In a couple of weeks it will be
Advent, one of the two seasons of waiting and anticipation in the Christian
calendar. Advent is the time of anticipation of and preparation for the birth
of Jesus. Like Lent it is an artificial season. We pretend that something that
something that happened over two thousand years ago hasn’t happened yet. We
anticipate the coming of God into the world, which really is a strange thing to
do. It’s strange because as a matter of mere fact Jesus was born ages ago. It’s
also strange because we confess the God is always in the world and always has
been. We can think of that strangeness in terms of Trinitarian theology if we
like. God is and always has been in the world as the Holy Spirit and came into
the world as God the Son Incarnate in Jesus, the Holy Spirit and the Son being
both the same and not the same at the same time. Or we can just anticipate
Christmas without worrying about obscure (though ultimately important) theological
issues and answers. Either way, Advent is the time of anticipating and
preparing to celebrate the birth of Christ.
Every year as we approach Advent I
feel sorry for the people who compile lectionaries, those schedules of Bible readings
for Sundays and other holy days. Preachers in some traditions like the Roman
Catholic tradition are required to use them. Others of us aren’t required to
use them, but many of us do anyway. Lectionary compilers try to make the readings
they select relevant in meaningful ways to the holy days and seasons of the
Christian year. That’s easy enough to do for many seasons and holy days. For
Christmas just put readings from the Christmas stories of Matthew and Luke (the
only two Christmas stories there are) in your lectionary. For Lent include
stories of Jesus as he comes to Jerusalem for the first time in his adult life
(except in John, where he comes to Jerusalem several times). Maundy Thursday,
Good Friday, Easter, Epiphany and other holy days present no particular
challenge to people compiling lectionaries.
Not so Advent. In Advent Christians
want to hear the stories of Christmas, never mind that Advent isn’t Christmas
and the short season of Christmas in the Christian calendar doesn’t begin until
Christmas Day (though we usually cheat by a few hours and start it on Christmas
Eve). Lectionary compilers want to give us stories that lead up to the birth of
Christ. That, after all, is what Advent is all about. When they try to do that
they run into a great big problem.
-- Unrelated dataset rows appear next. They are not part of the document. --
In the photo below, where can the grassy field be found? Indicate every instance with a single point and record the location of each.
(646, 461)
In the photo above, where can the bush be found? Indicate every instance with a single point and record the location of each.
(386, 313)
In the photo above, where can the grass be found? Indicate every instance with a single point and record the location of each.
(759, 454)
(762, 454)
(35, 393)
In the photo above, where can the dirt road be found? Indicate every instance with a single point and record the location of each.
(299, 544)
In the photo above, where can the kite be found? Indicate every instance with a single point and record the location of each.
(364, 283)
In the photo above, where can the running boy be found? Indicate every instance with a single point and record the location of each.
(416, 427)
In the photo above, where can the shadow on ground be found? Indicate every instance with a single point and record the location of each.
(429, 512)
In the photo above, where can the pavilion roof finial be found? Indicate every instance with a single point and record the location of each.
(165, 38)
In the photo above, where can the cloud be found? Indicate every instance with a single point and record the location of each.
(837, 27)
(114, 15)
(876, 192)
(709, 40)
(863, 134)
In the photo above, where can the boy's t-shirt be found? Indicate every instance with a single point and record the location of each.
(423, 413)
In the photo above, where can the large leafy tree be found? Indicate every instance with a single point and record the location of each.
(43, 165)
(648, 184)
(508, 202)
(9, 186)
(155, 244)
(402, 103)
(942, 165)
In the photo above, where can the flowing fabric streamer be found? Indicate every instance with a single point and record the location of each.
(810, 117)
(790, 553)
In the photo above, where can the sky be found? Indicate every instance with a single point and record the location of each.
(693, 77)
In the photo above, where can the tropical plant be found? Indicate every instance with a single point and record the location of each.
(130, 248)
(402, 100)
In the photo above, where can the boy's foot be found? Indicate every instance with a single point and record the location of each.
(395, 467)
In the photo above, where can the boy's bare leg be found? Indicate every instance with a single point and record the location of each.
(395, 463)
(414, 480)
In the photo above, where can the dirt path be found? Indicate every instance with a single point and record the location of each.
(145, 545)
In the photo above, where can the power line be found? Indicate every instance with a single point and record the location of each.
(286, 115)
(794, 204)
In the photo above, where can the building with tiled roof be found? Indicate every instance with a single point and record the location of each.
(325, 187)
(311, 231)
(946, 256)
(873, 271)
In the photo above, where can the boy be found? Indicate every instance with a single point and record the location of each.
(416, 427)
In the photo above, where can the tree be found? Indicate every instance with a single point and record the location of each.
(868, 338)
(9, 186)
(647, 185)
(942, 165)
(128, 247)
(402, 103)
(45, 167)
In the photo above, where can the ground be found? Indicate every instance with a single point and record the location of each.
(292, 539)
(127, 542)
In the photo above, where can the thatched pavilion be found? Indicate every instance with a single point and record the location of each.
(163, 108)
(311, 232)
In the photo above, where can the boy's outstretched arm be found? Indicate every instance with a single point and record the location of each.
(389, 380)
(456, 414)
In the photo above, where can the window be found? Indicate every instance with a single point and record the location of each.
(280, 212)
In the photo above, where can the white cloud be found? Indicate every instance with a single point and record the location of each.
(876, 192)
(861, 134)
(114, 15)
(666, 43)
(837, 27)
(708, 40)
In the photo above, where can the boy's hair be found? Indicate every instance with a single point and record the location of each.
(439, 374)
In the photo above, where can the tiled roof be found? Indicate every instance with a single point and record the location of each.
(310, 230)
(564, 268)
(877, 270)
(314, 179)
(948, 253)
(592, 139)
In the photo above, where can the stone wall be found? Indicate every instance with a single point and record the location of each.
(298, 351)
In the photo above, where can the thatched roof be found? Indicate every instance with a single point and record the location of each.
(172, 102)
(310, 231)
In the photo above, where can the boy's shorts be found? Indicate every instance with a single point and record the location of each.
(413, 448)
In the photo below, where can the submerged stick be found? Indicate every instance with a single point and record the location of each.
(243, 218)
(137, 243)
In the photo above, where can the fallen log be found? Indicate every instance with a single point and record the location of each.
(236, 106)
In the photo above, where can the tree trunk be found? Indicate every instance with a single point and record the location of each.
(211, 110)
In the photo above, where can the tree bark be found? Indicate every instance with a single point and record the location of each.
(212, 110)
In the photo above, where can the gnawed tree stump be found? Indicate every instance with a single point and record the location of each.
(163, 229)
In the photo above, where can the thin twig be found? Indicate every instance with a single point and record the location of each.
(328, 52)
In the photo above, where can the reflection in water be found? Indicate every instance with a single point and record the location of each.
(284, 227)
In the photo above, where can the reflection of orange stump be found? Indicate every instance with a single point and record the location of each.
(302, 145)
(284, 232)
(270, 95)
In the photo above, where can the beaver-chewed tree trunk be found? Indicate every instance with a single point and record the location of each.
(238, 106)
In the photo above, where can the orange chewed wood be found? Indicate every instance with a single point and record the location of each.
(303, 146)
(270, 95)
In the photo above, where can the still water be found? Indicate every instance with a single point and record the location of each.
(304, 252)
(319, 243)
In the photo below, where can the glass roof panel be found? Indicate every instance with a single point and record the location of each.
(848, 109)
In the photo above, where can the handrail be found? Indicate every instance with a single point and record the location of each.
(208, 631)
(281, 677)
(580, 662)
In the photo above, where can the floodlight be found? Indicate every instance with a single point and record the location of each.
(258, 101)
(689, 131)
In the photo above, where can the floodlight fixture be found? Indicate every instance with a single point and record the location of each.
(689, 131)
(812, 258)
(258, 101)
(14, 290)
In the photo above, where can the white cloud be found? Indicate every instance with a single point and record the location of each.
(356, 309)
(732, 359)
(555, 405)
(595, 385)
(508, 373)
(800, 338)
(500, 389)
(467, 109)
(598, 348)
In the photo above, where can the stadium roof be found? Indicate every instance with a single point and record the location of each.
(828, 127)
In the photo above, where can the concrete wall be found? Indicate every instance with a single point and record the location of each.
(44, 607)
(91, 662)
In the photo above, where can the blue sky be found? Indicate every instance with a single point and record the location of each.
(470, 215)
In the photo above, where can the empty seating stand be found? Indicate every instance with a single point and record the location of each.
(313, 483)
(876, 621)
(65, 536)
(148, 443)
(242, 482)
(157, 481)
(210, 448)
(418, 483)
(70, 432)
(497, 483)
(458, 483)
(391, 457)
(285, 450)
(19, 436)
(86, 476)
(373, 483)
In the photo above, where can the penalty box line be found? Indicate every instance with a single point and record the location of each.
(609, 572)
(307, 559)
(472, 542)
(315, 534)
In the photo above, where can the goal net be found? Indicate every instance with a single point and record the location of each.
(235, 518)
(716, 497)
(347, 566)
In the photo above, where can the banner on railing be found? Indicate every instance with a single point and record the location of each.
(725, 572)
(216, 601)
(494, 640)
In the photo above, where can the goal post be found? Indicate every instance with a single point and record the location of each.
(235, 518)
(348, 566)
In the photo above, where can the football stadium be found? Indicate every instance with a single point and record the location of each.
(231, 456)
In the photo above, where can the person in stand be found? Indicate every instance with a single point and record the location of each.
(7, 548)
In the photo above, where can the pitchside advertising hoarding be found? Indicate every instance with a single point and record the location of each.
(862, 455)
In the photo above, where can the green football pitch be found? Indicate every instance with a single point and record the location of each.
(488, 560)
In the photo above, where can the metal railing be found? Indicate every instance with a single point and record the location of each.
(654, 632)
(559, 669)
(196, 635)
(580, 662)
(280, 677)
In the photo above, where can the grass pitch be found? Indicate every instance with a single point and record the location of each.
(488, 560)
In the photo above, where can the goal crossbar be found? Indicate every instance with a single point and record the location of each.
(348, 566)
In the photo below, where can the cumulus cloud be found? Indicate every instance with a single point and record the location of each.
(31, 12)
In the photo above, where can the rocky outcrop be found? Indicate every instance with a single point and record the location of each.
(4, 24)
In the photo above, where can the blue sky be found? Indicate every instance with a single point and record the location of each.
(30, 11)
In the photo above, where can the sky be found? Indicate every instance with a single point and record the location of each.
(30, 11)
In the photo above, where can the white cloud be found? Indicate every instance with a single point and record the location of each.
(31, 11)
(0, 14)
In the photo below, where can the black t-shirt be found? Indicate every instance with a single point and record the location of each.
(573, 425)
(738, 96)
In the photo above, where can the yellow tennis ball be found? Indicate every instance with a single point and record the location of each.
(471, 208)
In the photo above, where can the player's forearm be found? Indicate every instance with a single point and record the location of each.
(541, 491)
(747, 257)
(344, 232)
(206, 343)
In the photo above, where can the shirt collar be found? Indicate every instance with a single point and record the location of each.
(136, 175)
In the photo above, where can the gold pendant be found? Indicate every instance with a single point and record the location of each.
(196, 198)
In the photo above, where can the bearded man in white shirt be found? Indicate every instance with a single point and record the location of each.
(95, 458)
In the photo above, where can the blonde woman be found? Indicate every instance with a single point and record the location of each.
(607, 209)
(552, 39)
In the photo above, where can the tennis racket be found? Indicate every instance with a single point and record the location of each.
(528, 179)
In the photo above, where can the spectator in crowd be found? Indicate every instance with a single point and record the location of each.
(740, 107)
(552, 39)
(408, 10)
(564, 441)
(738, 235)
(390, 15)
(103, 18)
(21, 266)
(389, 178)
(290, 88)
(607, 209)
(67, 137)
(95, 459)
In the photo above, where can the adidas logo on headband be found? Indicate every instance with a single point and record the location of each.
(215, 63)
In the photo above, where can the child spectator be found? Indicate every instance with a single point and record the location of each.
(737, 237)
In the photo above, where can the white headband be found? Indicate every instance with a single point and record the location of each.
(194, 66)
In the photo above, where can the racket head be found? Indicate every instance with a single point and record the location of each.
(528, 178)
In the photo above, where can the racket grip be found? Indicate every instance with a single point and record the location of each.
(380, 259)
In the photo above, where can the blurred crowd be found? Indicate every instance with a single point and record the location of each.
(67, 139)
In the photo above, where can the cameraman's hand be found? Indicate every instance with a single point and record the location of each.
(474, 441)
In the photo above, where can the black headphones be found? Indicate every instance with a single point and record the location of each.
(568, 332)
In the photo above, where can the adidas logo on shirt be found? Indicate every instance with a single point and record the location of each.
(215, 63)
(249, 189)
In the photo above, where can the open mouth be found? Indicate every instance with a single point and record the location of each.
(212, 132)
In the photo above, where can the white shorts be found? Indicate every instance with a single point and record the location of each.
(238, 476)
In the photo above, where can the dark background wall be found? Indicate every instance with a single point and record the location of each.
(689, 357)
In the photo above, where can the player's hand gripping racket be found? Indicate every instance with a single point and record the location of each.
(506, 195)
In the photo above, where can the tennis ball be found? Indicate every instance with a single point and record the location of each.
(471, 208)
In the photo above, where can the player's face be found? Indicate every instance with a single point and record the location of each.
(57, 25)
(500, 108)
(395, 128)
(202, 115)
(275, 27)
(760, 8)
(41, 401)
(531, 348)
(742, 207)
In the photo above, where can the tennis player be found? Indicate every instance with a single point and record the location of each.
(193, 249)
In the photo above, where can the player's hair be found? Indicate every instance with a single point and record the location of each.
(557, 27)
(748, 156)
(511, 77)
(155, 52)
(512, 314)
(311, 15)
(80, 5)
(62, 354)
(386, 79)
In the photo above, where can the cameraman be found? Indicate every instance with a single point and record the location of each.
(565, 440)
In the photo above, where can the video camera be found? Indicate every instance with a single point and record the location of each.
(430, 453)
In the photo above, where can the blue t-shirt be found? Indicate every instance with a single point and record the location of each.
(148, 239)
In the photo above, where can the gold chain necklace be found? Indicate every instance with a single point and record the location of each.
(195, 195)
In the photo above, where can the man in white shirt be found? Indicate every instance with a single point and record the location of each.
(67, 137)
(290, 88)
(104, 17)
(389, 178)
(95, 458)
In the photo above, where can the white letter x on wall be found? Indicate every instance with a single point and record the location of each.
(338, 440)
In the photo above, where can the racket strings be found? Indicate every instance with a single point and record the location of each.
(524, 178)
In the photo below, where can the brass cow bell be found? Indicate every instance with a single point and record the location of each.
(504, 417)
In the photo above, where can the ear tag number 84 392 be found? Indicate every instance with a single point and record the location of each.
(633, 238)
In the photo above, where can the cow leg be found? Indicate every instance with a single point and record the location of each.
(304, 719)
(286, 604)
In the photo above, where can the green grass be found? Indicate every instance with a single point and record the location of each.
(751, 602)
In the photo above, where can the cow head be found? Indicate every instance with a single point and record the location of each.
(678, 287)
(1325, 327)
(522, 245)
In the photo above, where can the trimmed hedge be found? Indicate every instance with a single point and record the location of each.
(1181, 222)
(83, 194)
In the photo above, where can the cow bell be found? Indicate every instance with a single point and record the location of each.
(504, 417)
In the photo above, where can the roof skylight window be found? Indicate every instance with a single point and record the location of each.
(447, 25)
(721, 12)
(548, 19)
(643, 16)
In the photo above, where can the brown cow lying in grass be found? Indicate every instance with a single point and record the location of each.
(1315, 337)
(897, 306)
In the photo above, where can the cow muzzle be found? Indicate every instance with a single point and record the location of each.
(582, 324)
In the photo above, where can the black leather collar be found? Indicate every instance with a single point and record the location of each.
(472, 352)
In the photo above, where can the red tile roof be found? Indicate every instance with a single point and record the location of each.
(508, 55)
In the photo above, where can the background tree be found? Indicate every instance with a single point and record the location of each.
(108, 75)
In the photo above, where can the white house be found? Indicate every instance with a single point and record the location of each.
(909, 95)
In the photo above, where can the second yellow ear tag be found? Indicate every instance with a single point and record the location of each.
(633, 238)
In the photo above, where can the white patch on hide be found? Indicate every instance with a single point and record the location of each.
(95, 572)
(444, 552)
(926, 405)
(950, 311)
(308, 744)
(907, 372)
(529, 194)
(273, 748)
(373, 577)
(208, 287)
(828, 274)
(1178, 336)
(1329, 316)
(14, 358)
Except in Luke there really are no Bible stories
leading up to Christmas. After a puzzling genealogy the Gospel of Matthew jumps
right into its birth narrative. Mark has no birth narrative. Neither does John,
so they don’t have stories leading up to a birth narrative.[1]
Luke has the stories of the angel’s annunciation to Mary and Mary’s visit to
Elizabeth before Jesus is born, but at least the Revised Common Lectionary, the
one most used by Protestant pastors, doesn’t want to use Luke’s stories all the
time. There aren’t enough of them, and that lectionary wants to restrict its
use of Luke mostly to year C of its three year cycle.[2]
So lectionary compilers coming up with appropriate readings for Advent is quite
a big challenge.
The Revised Common Lectionary at
least solves that problem in a way that I find quite problematic. While there
are almost no New Testament stories that lead up to the birth of Jesus, that
is, to the first coming of Christ, there are all kinds of references in the New
Testament to an anticipated and hoped for second coming of Christ. Matthew
24:37, for example refers to a second coming of Christ as “the coming of the
Son of Man.” At Acts 1:10-11 we read that two men in white, presumably angels,
tell the disciples who have just witnessed Jesus’ ascension, “Men of Galilee,
why do you stand looking up toward heaven? This Jesus, who has been taken up
into heaven, will come in the same way as you saw him go into heaven.” The
oldest account we have of Jesus’ institution of the Eucharist clearly
anticipates a second coming when it ends with the line, “For as often as you
eat this bread and drink the cup, you proclaim the Lord’s death until he comes.”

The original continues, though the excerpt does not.